Ways to Stay Ahead in the Summer
05/04/2016 12:46PM ● Published by Jennifer Gonzalez
A child’s dream of summer is all about the swimming pools, long days at the beach and lots of free time outside. And while, yes, the days of summer should be doused in recreation and leisure, a parent’s looming question remains: how can my child stay ahead academically throughout the carefree days of the summer? Eight weeks without classroom instruction seems like a long time, and the possibility for a child to lose critical skills that he or she worked so hard to gain seems almost inevitable.
The truth is that many children do lose critical skills over the summer. But, there are ways to prevent this “summertime slow-down.” The best way to make sure your child stays ahead is to incorporate weekly skill-practice, make it fun, and maintain the practice as an expected routine. When it’s consistent, children will understand the expectation. They won’t resist it if it’s enjoyable and part of their normal schedule.
First, schedule it out. If you have the resources, hire a tutor. Determine a time when either the tutor will work with your child, or you or a sibling will work with your child, or even a time when your child can practice important skills independently. When your child understands this is an expectation and not an option, you are guaranteed more buy-in and less resistance. Allow them to be a part of the process. Let them have a say as to when and where the “practice” will take place. Academic practice can be scheduled on specific days, such as on Tuesdays and Thursdays, or on contingent days such as, “days we don’t have baseball practice,” or “days mommy doesn’t go to work” etc. This helps your child mentally prepare for the work ahead, and understand the expectations from the start.
Next, make it fun! Just like teachers, we have to find ways to engage students and make material interesting. As a parent, you can do this in a variety of ways. You could practice multiplication facts first thing in the morning! For every fact your child gets correct, he or she could earn a certain amount of free time. Also, any subject matter can be turned into a game. Have a competition with your children while playing on the playground. Whoever wins the competition gets a reward. Parents can get creative with this one. Maybe the reward is choosing the next activity for the family or even getting to sit at their favorite “seat” at the dinner table. Since every family is different, the rewards may be unique. Figure out the best “rewards” for your child.
Try technology for academic practice. Websites such as Cool Math Games (www.coolmathgames.com) or Storyline Online—Where Reading is Fun! (http://www.storylineonline.net) make learning both fun and convenient. Check apps for phones and device, such as Marble Math Junior and Bookster. If there is a specific skill you want your child to practice, simply google, “Apps or websites to help students improve in (insert skill here),” and usually a huge variety will turn up! You will want to make sure the website or app is appropriate for your child, but once you have, you cannot go wrong by providing them some time to get online and practice. Using electronic devices is a surefire way to pique your child’s interest in practicing academic skills over the summer.

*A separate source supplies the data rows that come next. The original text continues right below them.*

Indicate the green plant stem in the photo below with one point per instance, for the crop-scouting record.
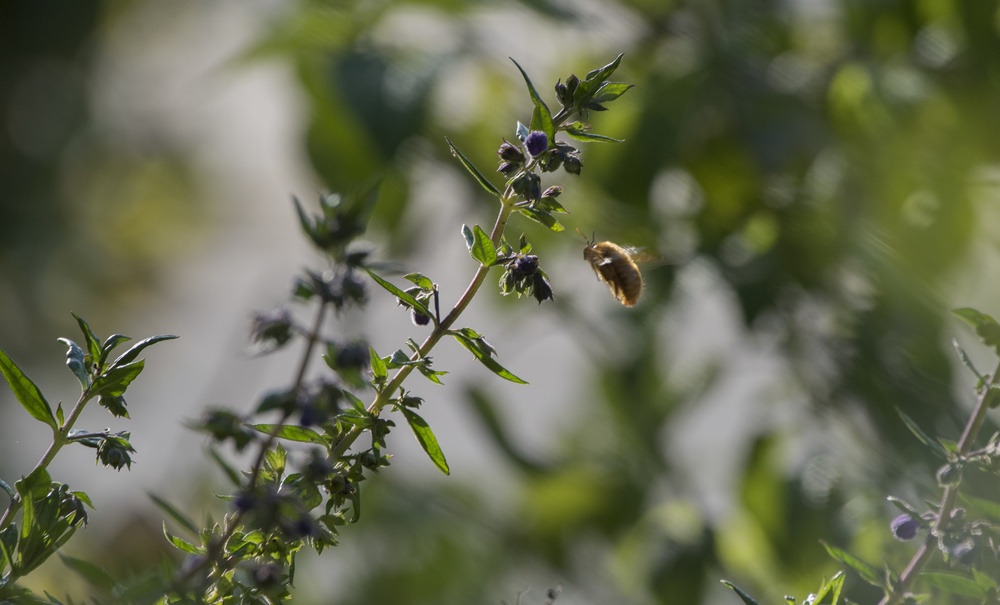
(948, 500)
(60, 437)
(386, 394)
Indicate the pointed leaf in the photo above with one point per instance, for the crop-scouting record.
(747, 599)
(181, 544)
(291, 433)
(26, 391)
(542, 217)
(400, 294)
(421, 280)
(590, 137)
(479, 176)
(426, 439)
(115, 381)
(486, 359)
(92, 342)
(137, 348)
(482, 248)
(76, 361)
(110, 345)
(541, 118)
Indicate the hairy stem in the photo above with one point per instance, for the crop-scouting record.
(948, 500)
(386, 394)
(60, 437)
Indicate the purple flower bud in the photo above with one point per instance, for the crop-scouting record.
(904, 527)
(536, 142)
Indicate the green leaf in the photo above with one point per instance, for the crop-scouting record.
(586, 90)
(110, 345)
(114, 382)
(174, 513)
(26, 392)
(291, 433)
(426, 439)
(137, 348)
(747, 599)
(482, 247)
(470, 239)
(76, 361)
(542, 217)
(420, 280)
(401, 295)
(181, 544)
(93, 344)
(484, 358)
(923, 437)
(541, 117)
(379, 370)
(610, 91)
(955, 584)
(867, 572)
(591, 137)
(91, 572)
(480, 178)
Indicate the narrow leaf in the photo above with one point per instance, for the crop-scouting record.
(747, 599)
(401, 295)
(291, 433)
(379, 370)
(26, 391)
(542, 217)
(482, 248)
(76, 361)
(93, 344)
(479, 176)
(420, 280)
(426, 439)
(590, 137)
(181, 544)
(867, 572)
(541, 118)
(486, 360)
(137, 348)
(115, 381)
(470, 239)
(923, 437)
(174, 513)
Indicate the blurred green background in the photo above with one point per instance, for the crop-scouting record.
(820, 180)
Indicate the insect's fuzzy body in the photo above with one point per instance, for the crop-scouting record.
(614, 266)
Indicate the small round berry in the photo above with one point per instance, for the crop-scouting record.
(536, 142)
(904, 527)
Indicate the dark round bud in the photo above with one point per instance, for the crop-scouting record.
(536, 143)
(904, 527)
(418, 318)
(510, 153)
(525, 265)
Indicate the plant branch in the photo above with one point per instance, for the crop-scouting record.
(948, 499)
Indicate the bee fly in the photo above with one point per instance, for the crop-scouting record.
(615, 266)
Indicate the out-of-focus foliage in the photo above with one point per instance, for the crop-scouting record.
(827, 166)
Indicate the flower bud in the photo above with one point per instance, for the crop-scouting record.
(904, 527)
(536, 143)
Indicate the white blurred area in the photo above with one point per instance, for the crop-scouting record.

Reading is the most important thing your child can do over the summer, but it may also be the hardest thing to get him or her to do. Some ways to break up the monotony of reading is to try reading outside on the porch instead of in the home office. Take your child to the library and let them check out any books that he or she likes, even if they are too difficult. As long as they are appropriate, you can always read them aloud to your child if the reading level is beyond their ability. Reading with your child is a great way to motivate them. When they see that reading is important to you, the goal is they will see that it is important for them. During a road trip, let your child read to you. Reading before bedtime is another way to use reading to strengthen your relationship with your child. It attaches positive feelings to the experience of reading. Maintaining this practice throughout the summer is critical and helps develop and/or continue positive reading habits in your child.
Finally, make sure the routine continues throughout the summer. This is key. We all start with good intentions, but we all have distractions like sports and vacations, too. Sticking to the routine will be help make sure your child follows through and continues to grow, even during the lazy days of summer. There is nothing wrong with enjoying some relaxation, but practicing academic skills one to two hours a week is a reasonable expectation for parents to have. When children know the expectation is non-negotiable and aimed at their personal growth, they are more likely to cooperate and participate with a positive attitude. Best of luck in your summer adventures, both personal and academic!